What to Expect From the Reserve Bank and Banks
RBNZ’s Position
- The RBNZ has kept the Official Cash Rate (OCR) steady in recent months, as inflation remains above target but is showing signs of easing.
- With rental prices softening and housing supply up, there is less pressure on the RBNZ to raise rates further to cool the property market.
- However, the central bank will be watching for signs of renewed house price inflation, which could prompt a more hawkish stance if lending and investor activity rebound.
Bank Lending Policies
- Major banks have tightened lending criteria over the past two years, with higher deposit requirements and stricter income tests for investors.
- With rental yields under pressure and mortgage rates still elevated, some investors may exit the market or hold off on new purchases.
- If the oversupply persists and rents continue to fall, banks may remain cautious in lending to landlords, focusing instead on owner-occupier borrowers.
- Any future drop in the OCR or a clear downward trend in inflation could see banks gradually ease lending standards, especially if house price growth remains moderate.
Outlook for Renters, Landlords, and Investors
For Renters
- Expect continued choice and possible further rent reductions in oversupplied markets, especially Auckland, Wellington, and Canterbury.

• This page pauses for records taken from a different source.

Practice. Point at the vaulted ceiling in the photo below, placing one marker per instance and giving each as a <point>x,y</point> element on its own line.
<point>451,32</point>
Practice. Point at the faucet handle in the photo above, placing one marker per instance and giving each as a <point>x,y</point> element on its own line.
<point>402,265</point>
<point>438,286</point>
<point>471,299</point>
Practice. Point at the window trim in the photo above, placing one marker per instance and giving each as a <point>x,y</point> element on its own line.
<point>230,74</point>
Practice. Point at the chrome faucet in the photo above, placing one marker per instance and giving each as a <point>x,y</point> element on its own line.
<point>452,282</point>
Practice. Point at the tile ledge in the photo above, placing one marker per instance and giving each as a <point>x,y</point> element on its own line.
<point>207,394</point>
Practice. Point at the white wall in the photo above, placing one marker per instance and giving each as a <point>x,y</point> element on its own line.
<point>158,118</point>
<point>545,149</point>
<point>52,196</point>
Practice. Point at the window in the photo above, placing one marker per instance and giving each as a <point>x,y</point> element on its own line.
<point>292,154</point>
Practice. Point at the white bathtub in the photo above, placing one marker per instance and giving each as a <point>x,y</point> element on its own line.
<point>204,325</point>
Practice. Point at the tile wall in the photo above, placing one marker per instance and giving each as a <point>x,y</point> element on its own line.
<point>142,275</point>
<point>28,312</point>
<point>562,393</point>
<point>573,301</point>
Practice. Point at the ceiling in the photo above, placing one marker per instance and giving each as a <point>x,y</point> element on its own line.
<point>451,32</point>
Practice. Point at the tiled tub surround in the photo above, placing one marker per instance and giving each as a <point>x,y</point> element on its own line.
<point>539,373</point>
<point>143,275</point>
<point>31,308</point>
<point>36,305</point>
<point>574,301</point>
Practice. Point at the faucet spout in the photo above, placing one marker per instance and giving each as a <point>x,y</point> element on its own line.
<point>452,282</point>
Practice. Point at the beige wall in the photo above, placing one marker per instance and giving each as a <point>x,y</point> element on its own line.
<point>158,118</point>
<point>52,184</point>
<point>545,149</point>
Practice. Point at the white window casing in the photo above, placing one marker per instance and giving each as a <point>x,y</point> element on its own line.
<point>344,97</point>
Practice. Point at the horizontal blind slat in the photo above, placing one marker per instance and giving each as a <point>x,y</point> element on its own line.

- Secure favourable lease terms while the market remains in your favour.
For Landlords
- Be prepared for longer vacancy periods and the need to offer competitive rents or property upgrades to attract tenants.
- Consider the impact of lower yields and higher mortgage costs on investment strategy.
For Investors
- Monitor RBNZ and bank policy for signs of easing, but factor in the risk of continued soft rents and slow capital gains in the near term.
- Diversification and a focus on high-demand regions (like Central Otago and Lakes) may offer better returns.
Summary
New Zealand’s rental market in 2025 is firmly in favour of tenants, with record-high rental listings, softening rents, and greater competition among landlords. The RBNZ and banks are likely to maintain a cautious stance on lending, watching for inflation and house price signals before making any significant moves. For now, tenants can expect more choice and some relief on rents, while landlords and investors face a more challenging environment requiring flexibility and strategic planning.